Elastic selves and fluid cosmologies : Nahua resilience in a changing world
Abstract
In May 1984, the Nahua, a Panoan speaking indigenous people living in a remote corner
of the Peruvian Amazon, experienced their ‘first contact’ with Peruvian national
society. 25 years later they appear to many observers to have ‘thrown away their
culture’ under pressure from the outside world. This thesis argues instead that these
changes were adopted by the Nahua for their own very good reasons and that these
transformations reflect greater continuity with the past than first appears.
The apparent lack of nostalgia that the Nahua have for the past instead reflects an
inherent capacity for flexibility.

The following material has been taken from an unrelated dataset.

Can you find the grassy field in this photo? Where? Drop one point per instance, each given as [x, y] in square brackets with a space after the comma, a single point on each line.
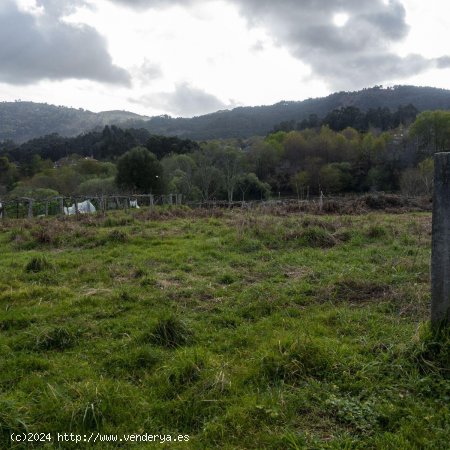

This flexibility is manifested at a collective level in the
frequent fissions of local groups and at an individual level in their susceptibility to
losing their sense of self. The thesis focuses on two key aspects of this flexibility.
The first is that the Nahua understand the site of their personal transformations to be the
body which they describe as ‘soft’. This ‘softness’ refers to its ability to incorporate
other worldly powers and become like the animals they eat or the people with whom
they co-reside. Nevertheless, this capacity also means they can become ‘other’ when
they live apart from their kin. This elasticity of selfhood is typical of many indigenous
Amazonian peoples but the Nahua sit at the more flexible end of this spectrum. This is
because they cultivate an attitude of radical hunger towards the outside world and place
relatively less importance on techniques of restraint and control.
The second aspect is the astonishing flexibility of Nahua worldviews. This is because
their cosmologies are less a fixed set of facts and more a shamanic technique of
knowing the unknown. These techniques help the Nahua understand the mysteries of
the spirit world, their dreams and the world of Peruvians.
In conclusion, it is the ‘softness’ of their bodies, the elasticity of their selves and the
flexibility of their cosmologies that explain the extraordinary resilience of the Nahua in
the face of dramatic transformations in the surrounding world.